Solo nel 1993 ritornò in Cina per assistere il padre malato; durante questo periodo collaborò alla fondazione della East Village di Pechino, una comunità di artisti d’avanguardia.

Fu proprio il suo operato in qualità di attivista ad assicurargli pochi anni più tardi la detenzione: nel 2009 il suo blog venne chiuso dalle autorità statali: la sua opposizione al regime cinese, espressa mediante forme artistiche provocatorie e testi in prosa dal carattere critico, gli costò 81 giorni di reclusione, dal 2 aprile al 22 giugno 2011.

Durante il periodo di detenzione, molti tra i principali musei d’arte al mondo (tra cui il Tate Modern di Londra) lanciarono una petizione online i cui scopi erano: 1) esprimere preoccupazione nel vedere minacciati i diritti e la libertà di espressione in Cina; 2) auspicare la liberazione dell’artista.

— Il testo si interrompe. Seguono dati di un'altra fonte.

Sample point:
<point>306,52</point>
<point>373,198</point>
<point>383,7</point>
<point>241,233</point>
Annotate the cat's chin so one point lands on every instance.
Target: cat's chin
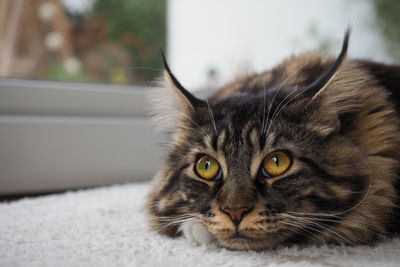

La questione sta nel riflettere su alcuni aspetti: quanto, in qualità di individui, possiamo ritenerci liberi nel sistema economico-politico-culturale attuale? Quanto siamo condizionati da convenzioni sociali di ogni genere, imposteci dai mass-media, o da una radicale forma di pensiero, sviluppatasi nel corso degli anni e radicatasi così fervidamente nel tessuto sociale, tale da divenire uno degli aspetti maggiormente presi in considerazione nell’analisi antropologica delle società?

Una delle possibili risposte ci viene fornita proprio dall’opera di Ai WeiWei: la sua arte fu reinterpretazione, rielaborazione di quanto accadeva e accade tuttora nella cultura contemporanea e nell’arena sociale e politica.

Le accuse di reato economico che lo riguardarono furono, con grande probabilità, solo propaganda, un mero pretesto utilizzato dal governo cinese per mettere a tacere i dissidenti della “rivoluzione dei gelsomini” cinese.

Ai Wei Wei, nel periodo di detenzione, produsse forti lavori: da queste opere si percepirono difficoltà e pericolo, scaturiti dal desiderio di maggior libertà; e forse, proprio in tutto ciò consistette la fama di questo straordinario artista, nella semplice responsabilità di dare corpo ad uno dei diritti fondamentali dell’uomo: la libertà di parola.